Joe el Indio se sobresaltó con un gesto apenas perceptible.
—¿Había alguien contigo?
—Sí, señor. Fui allí con…
—Espera… espera un momento. Dejaremos de momento el nombre de tu compañero. Ya lo revelaremos en el momento oportuno. ¿Llevabas algo contigo?
Tom vaciló y parecía confundido.
—Habla claro, muchacho…, no seas tímido. Siempre hay que ir con la verdad por delante. ¿Qué habías llevado?
—Solo un… un gato muerto.
Hubo una ola de risas que el juez cortó en seco.

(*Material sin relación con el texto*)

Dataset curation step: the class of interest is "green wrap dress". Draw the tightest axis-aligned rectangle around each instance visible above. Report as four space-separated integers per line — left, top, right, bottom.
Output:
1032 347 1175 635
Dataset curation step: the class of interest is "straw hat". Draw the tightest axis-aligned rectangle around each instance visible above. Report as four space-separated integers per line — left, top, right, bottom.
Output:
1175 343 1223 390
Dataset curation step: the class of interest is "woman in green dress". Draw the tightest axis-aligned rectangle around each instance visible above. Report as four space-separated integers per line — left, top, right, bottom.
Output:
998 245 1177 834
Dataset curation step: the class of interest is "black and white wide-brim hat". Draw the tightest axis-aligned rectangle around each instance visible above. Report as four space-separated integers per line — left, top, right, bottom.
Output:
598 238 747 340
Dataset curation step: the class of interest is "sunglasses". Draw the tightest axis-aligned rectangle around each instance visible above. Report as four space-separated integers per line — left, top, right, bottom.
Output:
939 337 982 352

—Mostraremos el esqueleto de ese gato. Ahora, hijo mío, cuéntanos todo lo que ocurrió… cuéntalo con tus propias palabras… y no omitas nada ni tengas miedo.
Tom empezó… Al principio vacilaba, pero, según se iba acalorando, las palabras brotaban con mayor lucidez, y al poco rato no se oía ningún ruido salvo su voz; todos los ojos estaban fijos en él; con la boca abierta y la respiración contenida, el público escuchaba cada una de sus palabras, sin darse cuenta del tiempo que pasaba, absorto por la atroz fascinación del relato. La tensión de la emoción contenida llegó a su máximo cuando el chico dijo:
—… y cuando el médico giró la tabla y Muff Potter cayó, Joe el Indio saltó con la navaja y…
¡Crac! ¡Veloz como el rayo, el mestizo saltó por una ventana, se abrió paso a través de todos los que intentaban detenerle y desapareció sin dejar rastro!